A poesia concreta, um movimento literário que emergiu na década de 1950, sobretudo exemplifica a fusão entre a palavra escrita e a visualidade. Autores como Augusto de Campos e os irmãos Haroldo e Augusto de Campos no Brasil, bem como Ian Hamilton Finlay no Reino Unido, buscaram explorar a materialidade das palavras no espaço da página, aproximando a poesia de uma expressão visual e concreta.


Mas é possível estabelecer o advento da poesia performática nas últimas décadas do século XX como proporcionador de uma nova dimensão ao conceito compartilhado de "poético". Artistas como Laurie Anderson e Patti Smith, que eram tanto poetisas quanto performer, incorporaram elementos visuais e sonoros em suas apresentações, rompendo com as rígidas fronteiras entre a literatura, a música e as artes visuais. Nessa fusão de mídias, a percepção de experiências estéticas tornavam-se mais imersivas e multissensoriais.
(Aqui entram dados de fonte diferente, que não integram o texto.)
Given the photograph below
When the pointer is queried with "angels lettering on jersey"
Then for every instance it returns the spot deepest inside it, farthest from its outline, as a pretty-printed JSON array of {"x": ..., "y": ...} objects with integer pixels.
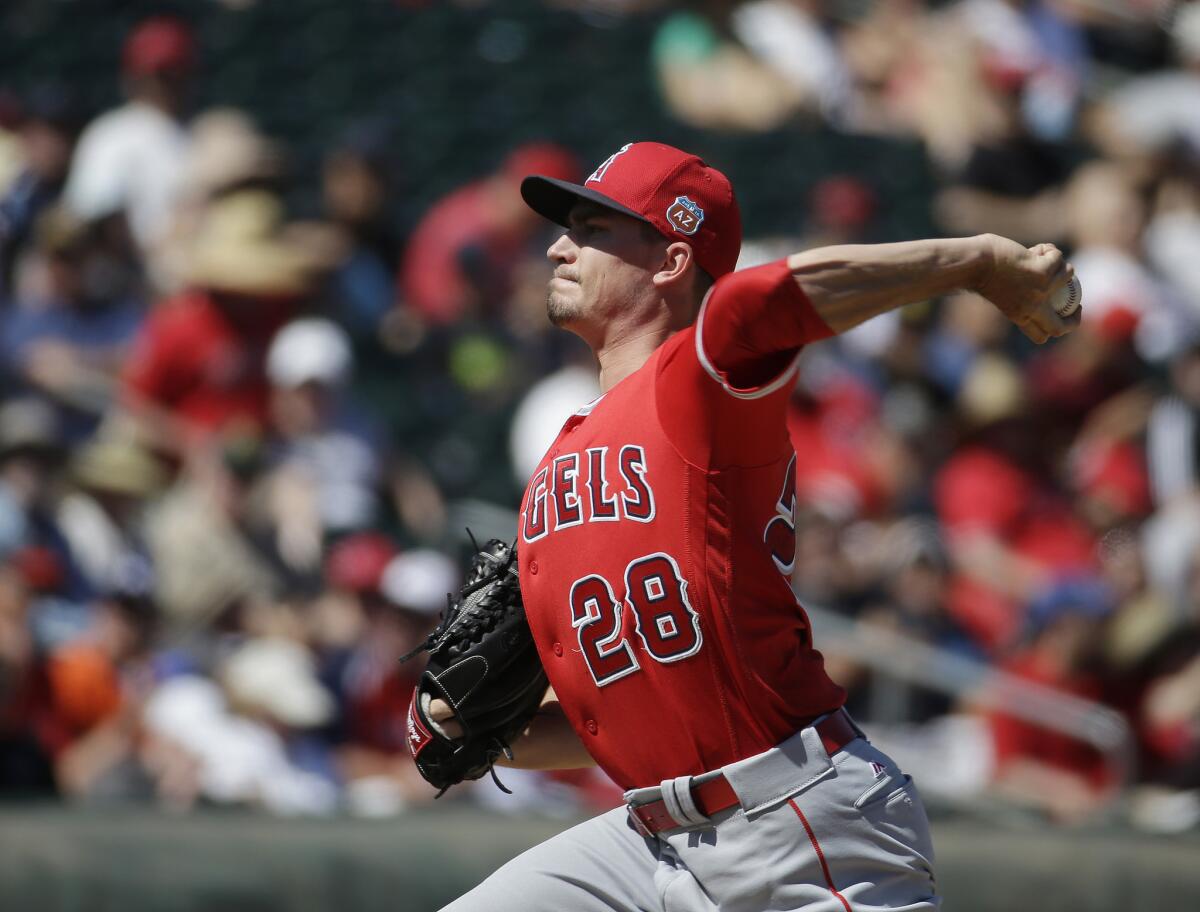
[{"x": 601, "y": 484}]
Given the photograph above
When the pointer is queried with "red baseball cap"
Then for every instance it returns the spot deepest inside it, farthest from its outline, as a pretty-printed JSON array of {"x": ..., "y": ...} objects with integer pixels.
[
  {"x": 663, "y": 186},
  {"x": 159, "y": 43}
]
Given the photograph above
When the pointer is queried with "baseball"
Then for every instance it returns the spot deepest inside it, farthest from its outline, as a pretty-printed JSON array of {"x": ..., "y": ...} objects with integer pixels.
[{"x": 1067, "y": 299}]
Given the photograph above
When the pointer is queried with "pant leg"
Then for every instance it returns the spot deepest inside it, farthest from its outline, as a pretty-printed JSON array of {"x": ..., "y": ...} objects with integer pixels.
[
  {"x": 855, "y": 841},
  {"x": 600, "y": 865}
]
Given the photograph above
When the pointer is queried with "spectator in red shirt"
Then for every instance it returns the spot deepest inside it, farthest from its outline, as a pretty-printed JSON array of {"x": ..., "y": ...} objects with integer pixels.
[
  {"x": 199, "y": 361},
  {"x": 462, "y": 256},
  {"x": 1062, "y": 775}
]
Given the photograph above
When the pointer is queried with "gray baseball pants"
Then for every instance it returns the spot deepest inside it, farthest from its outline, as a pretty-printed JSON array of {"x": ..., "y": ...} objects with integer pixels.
[{"x": 815, "y": 833}]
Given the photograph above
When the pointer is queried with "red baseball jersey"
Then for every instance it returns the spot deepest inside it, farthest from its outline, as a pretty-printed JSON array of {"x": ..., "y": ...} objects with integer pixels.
[{"x": 658, "y": 538}]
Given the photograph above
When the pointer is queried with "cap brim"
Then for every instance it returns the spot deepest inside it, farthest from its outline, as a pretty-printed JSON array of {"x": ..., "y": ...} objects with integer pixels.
[{"x": 553, "y": 199}]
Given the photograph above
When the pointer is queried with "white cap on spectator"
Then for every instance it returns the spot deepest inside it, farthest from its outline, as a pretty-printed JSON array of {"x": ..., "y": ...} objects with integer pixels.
[
  {"x": 310, "y": 351},
  {"x": 419, "y": 580},
  {"x": 1186, "y": 30},
  {"x": 277, "y": 677}
]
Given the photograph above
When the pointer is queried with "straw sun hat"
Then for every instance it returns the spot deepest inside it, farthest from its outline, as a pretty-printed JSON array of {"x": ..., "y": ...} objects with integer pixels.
[{"x": 243, "y": 247}]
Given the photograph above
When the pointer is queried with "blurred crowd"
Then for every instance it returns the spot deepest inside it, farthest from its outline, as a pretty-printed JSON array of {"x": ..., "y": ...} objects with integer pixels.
[{"x": 235, "y": 445}]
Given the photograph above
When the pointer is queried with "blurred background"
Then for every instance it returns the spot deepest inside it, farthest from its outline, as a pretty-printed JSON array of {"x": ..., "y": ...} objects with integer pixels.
[{"x": 271, "y": 319}]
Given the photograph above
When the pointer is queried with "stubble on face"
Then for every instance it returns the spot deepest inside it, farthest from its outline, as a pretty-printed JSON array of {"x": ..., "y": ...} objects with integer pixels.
[{"x": 562, "y": 306}]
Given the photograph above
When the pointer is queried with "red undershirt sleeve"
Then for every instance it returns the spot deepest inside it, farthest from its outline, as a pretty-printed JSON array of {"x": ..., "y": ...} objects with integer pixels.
[{"x": 723, "y": 384}]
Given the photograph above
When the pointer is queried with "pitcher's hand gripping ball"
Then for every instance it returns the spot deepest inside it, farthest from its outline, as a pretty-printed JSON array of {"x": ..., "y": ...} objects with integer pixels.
[{"x": 484, "y": 664}]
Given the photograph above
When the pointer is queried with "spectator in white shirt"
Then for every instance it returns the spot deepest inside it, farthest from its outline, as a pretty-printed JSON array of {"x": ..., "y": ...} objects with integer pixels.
[{"x": 129, "y": 159}]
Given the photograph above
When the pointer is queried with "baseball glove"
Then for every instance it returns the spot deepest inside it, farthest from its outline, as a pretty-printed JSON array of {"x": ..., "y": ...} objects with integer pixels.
[{"x": 483, "y": 663}]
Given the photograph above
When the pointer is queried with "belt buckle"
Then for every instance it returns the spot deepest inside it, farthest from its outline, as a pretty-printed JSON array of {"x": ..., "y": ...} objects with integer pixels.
[{"x": 639, "y": 823}]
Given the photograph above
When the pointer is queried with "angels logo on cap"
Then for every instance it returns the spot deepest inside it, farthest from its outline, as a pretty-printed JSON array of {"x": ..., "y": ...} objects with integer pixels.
[
  {"x": 666, "y": 187},
  {"x": 685, "y": 216}
]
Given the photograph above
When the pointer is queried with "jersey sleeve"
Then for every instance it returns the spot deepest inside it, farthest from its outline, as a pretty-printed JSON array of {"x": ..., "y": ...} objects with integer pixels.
[{"x": 724, "y": 383}]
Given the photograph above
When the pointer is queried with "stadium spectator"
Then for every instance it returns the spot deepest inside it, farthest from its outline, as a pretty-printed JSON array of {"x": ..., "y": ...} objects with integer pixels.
[
  {"x": 199, "y": 363},
  {"x": 461, "y": 258},
  {"x": 323, "y": 439},
  {"x": 67, "y": 340},
  {"x": 129, "y": 160},
  {"x": 47, "y": 135},
  {"x": 355, "y": 190},
  {"x": 1057, "y": 773}
]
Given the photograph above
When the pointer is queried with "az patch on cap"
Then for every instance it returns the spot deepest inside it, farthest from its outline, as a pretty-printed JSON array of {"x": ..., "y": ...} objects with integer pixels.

Ouça "Because the Night" de Patti Smith: www.youtube.com/watch?v=c_BcivBprM0


Quando de fato chegamos na contemporaneidade, com a Arte Contemporânea também programada, a influência recíproca entre a poesia e as artes visuais persistiu como necessidade, muitas vezes manifestando-se em colaborações interdisciplinares. Projetos que combinavam poesia com instalações visuais, assim como performances e mídias digitais, tornaram-se uma manifestação comum do diálogo de uma Arte/Literatura. Ainda, a proliferação de espaços de exposição que buscavam integrar diferentes formas de expressão criativa, acarretando em todo um repensar dos espaços museais, como galerias literárias e eventos interdisciplinares, refletiu a contínua convergência entre os domínios da literatura e das artes visuais.


É neste cenário que o "poético" transcende as palavras escritas, estendendo-se para além do papel, para abranger uma gama diversificada de meios e práticas artísticas. A interação entre a literatura e a arte na contemporaneidade apenas reforçou a ampliação das possibilidades de significado e interpretação. Sobretudo, o conceito compartilhado de "poético" ainda se perpetua como um fenômeno em constante evolução, reflexo de uma dinâmica de interação entre a Palavra e a Imagem, ambas na busca contínua pela expressão artística autêntica.



Referências

BORGES, Valdeci Rezende. História e literatura: algumas considerações. rth|, v. 3, n. 1, p. 94-109, 2010.

GOMBRICH, E. H. A História da Arte. 1995.

LOUREIRO, João de Jesus Paes. A poesia. MOARA–Revista Eletrônica do Programa de Pós-Graduação em Letras ISSN: 0104-0944, n. 07, p. 07-16, 1997.

OSTROWER, Fayga. Universos da arte. Editora da Unicamp, 2013.